Je n’ai que faire de ce fat. Mon cœur a été dérobé par cette gente demoiselle, et je compte bien m’emparer du sien.”


Le livre l’obnubilait. Imaginer parcourir ses pages en compagnie de Manon, lui procurait une excitation au-delà de l’imaginable. Haletante, elle frappa à la porte de communication entre leurs appartements, mais lorsqu’elle ouvrit elle trouva une Manon toute chafouine. Elle tenta quelques mots gentils mais rien n’adoucit l’amertume de sa mie. Aussi, son excitation tomba.

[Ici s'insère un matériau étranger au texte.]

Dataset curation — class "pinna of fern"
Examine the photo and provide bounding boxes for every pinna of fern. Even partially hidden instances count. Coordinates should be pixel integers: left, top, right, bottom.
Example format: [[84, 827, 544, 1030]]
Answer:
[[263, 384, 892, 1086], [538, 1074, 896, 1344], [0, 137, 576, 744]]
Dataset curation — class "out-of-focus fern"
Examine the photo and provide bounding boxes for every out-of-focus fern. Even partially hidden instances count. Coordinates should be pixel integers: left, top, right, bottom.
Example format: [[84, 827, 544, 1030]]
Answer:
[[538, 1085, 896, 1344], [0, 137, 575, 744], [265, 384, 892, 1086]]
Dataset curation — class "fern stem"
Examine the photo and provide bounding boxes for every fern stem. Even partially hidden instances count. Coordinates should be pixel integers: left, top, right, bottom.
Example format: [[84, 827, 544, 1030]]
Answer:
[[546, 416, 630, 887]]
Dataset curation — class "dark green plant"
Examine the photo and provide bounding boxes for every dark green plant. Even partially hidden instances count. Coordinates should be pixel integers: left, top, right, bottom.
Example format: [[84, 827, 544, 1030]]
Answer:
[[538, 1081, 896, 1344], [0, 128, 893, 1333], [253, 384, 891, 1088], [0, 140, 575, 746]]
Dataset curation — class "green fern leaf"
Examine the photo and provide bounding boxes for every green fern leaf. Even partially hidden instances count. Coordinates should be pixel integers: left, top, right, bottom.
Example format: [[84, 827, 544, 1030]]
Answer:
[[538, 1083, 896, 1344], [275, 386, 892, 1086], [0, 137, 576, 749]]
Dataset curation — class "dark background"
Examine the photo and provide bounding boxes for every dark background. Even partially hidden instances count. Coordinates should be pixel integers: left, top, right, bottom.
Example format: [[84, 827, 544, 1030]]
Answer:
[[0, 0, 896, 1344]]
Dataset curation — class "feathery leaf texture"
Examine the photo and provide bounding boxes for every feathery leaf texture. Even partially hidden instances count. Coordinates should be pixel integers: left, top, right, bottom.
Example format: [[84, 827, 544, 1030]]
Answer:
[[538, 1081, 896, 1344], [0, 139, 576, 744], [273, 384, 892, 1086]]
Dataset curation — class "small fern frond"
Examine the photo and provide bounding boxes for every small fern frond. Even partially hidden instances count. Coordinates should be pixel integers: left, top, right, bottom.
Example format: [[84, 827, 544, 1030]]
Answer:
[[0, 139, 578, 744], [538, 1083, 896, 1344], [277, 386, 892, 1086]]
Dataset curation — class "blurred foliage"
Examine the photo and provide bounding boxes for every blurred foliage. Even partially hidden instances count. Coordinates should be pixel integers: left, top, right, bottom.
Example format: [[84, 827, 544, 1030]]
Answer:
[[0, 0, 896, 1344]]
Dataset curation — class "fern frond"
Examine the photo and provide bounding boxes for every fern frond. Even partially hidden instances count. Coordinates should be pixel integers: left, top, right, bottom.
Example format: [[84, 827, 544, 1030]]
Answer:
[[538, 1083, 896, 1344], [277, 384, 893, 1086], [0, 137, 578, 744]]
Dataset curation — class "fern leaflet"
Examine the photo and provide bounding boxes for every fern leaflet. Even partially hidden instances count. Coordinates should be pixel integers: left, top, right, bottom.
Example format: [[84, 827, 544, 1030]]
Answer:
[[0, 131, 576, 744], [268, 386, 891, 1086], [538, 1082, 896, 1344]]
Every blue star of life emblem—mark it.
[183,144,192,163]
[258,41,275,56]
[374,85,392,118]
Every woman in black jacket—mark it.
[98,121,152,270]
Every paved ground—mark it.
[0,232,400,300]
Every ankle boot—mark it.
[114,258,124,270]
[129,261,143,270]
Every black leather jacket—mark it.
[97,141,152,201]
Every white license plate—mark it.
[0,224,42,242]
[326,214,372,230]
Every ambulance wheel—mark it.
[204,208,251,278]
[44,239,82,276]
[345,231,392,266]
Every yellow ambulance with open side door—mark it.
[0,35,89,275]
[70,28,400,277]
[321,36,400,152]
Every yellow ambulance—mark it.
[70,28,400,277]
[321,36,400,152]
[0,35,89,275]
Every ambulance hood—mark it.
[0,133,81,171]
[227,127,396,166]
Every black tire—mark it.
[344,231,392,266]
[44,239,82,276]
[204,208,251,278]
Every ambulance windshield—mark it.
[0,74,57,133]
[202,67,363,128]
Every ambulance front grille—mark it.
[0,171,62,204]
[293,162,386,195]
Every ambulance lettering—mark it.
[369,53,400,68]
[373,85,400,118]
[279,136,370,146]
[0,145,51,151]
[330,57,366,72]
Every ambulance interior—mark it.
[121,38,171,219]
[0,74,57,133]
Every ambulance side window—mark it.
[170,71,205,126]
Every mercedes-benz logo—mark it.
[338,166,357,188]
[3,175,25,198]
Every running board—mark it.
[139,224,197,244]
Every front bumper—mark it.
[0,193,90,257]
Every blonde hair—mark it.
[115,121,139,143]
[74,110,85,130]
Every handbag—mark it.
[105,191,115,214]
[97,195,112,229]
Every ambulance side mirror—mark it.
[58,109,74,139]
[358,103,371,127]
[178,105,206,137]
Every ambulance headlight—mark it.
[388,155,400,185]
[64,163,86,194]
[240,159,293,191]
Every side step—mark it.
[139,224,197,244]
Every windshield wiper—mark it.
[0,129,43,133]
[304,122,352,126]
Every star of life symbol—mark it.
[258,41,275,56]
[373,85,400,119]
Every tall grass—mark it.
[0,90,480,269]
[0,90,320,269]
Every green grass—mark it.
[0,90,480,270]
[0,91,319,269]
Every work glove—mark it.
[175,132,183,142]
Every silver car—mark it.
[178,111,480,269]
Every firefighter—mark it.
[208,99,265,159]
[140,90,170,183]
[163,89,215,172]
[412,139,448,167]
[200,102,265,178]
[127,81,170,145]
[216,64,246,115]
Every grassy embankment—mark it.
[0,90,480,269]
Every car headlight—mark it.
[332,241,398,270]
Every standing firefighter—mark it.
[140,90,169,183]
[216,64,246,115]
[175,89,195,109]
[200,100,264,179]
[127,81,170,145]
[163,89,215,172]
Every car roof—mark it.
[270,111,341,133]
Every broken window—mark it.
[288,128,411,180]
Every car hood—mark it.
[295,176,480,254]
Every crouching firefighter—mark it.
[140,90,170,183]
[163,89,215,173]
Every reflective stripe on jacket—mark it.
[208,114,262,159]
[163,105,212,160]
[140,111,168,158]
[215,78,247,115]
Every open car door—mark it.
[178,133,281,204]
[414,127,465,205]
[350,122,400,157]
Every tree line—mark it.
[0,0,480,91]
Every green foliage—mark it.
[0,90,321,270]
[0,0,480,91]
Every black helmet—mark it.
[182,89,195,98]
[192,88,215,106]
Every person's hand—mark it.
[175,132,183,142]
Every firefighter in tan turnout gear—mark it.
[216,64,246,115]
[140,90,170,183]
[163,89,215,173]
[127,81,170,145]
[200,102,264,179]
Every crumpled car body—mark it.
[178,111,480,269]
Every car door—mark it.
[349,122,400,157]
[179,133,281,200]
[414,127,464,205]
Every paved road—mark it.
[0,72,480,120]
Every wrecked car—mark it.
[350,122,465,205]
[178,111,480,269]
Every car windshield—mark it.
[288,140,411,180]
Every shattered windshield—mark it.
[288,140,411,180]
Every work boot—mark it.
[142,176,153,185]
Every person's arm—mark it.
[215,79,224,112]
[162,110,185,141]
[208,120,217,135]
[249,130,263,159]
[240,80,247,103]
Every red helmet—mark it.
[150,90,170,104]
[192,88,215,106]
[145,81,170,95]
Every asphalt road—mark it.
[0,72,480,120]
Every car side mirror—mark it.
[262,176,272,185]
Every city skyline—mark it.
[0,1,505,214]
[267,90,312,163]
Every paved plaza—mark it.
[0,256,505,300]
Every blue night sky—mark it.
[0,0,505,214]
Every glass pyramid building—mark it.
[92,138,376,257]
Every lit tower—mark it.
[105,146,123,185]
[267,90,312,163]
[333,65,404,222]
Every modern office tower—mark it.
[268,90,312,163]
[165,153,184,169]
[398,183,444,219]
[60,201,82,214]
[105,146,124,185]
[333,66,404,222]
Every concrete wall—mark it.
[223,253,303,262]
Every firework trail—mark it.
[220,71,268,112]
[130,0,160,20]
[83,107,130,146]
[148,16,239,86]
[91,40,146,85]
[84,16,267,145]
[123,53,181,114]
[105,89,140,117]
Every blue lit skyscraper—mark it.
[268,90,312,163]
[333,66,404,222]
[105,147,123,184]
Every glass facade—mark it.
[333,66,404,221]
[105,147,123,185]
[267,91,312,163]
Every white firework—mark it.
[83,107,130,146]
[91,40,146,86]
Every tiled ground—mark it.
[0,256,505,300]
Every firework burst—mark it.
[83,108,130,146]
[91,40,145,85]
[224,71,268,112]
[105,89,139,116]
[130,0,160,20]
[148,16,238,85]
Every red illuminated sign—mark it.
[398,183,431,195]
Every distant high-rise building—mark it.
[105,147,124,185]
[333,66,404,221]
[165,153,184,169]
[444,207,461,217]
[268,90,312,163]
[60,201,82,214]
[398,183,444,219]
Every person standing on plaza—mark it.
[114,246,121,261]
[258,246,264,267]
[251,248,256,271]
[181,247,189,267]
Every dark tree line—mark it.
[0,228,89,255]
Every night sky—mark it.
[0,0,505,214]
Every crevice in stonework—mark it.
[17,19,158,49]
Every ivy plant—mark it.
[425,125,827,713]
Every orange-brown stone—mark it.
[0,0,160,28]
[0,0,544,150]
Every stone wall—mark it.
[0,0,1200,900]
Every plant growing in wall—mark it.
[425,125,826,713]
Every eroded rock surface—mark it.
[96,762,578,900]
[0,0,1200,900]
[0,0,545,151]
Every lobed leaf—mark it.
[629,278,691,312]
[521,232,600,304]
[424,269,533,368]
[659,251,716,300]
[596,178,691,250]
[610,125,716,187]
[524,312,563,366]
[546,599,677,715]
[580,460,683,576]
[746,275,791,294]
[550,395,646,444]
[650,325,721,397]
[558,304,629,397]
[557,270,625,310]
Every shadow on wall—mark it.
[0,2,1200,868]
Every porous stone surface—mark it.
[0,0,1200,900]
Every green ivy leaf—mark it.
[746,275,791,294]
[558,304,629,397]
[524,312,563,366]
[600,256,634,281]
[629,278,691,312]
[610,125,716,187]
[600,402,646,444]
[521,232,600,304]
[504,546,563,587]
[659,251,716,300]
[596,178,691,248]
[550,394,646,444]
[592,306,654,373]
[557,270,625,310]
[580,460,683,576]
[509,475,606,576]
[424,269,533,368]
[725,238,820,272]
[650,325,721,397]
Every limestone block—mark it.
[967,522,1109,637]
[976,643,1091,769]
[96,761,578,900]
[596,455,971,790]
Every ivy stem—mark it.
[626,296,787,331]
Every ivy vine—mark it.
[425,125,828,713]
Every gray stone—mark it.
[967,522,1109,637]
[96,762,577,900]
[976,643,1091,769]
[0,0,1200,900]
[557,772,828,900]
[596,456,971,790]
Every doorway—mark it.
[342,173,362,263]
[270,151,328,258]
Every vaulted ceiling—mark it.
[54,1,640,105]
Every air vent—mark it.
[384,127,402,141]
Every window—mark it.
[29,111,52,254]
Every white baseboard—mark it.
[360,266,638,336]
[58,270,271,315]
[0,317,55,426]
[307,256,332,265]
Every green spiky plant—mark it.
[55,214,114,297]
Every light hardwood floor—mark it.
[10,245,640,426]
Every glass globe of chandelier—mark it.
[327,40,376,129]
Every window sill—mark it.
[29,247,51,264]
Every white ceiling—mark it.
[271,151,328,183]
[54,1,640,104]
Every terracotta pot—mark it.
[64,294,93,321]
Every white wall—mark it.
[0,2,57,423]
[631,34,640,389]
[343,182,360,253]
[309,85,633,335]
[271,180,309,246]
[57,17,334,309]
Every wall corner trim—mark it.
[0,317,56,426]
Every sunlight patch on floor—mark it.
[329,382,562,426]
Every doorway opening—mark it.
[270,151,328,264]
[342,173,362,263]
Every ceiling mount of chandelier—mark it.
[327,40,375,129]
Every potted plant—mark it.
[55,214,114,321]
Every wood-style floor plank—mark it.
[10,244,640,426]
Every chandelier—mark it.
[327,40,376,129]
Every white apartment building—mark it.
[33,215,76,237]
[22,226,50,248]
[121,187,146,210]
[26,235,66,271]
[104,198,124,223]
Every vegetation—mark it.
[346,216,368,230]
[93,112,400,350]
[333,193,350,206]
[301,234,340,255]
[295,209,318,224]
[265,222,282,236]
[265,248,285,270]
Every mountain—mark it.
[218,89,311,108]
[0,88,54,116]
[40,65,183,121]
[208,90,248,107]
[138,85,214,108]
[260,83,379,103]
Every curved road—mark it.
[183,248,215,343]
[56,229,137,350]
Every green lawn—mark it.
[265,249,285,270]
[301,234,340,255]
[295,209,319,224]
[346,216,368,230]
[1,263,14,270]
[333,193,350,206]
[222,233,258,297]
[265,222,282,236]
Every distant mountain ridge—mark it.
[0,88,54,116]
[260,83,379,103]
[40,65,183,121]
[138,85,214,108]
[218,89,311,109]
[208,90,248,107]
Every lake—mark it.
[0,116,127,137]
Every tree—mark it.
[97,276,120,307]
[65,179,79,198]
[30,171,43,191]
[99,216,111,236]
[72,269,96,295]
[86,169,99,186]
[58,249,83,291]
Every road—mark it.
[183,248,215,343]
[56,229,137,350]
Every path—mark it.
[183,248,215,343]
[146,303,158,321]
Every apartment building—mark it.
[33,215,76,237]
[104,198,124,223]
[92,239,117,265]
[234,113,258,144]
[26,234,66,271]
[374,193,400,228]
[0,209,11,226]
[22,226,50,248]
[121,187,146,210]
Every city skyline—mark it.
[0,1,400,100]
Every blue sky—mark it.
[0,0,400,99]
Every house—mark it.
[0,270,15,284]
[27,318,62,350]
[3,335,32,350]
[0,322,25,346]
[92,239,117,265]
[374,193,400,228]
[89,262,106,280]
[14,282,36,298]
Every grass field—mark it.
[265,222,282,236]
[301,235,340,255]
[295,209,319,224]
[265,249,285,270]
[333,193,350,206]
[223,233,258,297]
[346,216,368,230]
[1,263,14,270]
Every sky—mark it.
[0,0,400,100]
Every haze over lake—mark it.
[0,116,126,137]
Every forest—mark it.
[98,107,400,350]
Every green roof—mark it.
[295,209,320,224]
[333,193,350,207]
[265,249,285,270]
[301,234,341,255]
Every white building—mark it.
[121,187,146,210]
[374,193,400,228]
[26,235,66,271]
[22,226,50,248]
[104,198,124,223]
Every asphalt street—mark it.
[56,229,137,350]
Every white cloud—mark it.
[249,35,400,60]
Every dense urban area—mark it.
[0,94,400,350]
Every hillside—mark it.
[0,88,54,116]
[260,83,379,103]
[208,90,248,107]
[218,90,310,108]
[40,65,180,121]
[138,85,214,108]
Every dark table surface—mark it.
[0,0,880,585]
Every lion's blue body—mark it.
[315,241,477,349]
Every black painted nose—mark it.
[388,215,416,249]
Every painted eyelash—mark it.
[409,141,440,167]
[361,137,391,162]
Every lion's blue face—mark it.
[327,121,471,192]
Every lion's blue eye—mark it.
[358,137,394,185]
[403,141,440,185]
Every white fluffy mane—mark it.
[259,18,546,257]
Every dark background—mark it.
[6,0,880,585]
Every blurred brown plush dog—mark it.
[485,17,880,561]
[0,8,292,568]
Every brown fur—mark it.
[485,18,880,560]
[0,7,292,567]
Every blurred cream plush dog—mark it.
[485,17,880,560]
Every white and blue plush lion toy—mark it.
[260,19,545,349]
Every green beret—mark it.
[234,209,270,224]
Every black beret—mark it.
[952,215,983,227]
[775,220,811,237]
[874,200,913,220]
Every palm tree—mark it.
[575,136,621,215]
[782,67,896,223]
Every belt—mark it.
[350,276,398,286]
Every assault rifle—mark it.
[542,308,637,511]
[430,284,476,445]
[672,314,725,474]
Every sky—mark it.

— Allez viens, suis-moi aux cuisines, j’ai envie d’un repas particulier, pour deux.

Manon se leva et suivit placidement Isabelle, le regard éteint.

Lorsqu’elles arrivèrent à destination Adèle préparait la nourriture pour le soir. S’occuper de tout le château, même s’il n’était pas immense relevait d’une organisation bien orchestrée, gérant ses deux commis, goûtant tous les plats, ajoutant ci et là un assaisonnement. Les demoiselles durent attendre. Manon restait en retrait et ne disait rien.

— Bonsoir Adèle, j’aurais une demande un peu spéciale pour ce soir. Je voudrais être servie plus tard que d’habitude. Nous serons deux. J’aimerais un bon repas, pour partager avec une invitée de marque.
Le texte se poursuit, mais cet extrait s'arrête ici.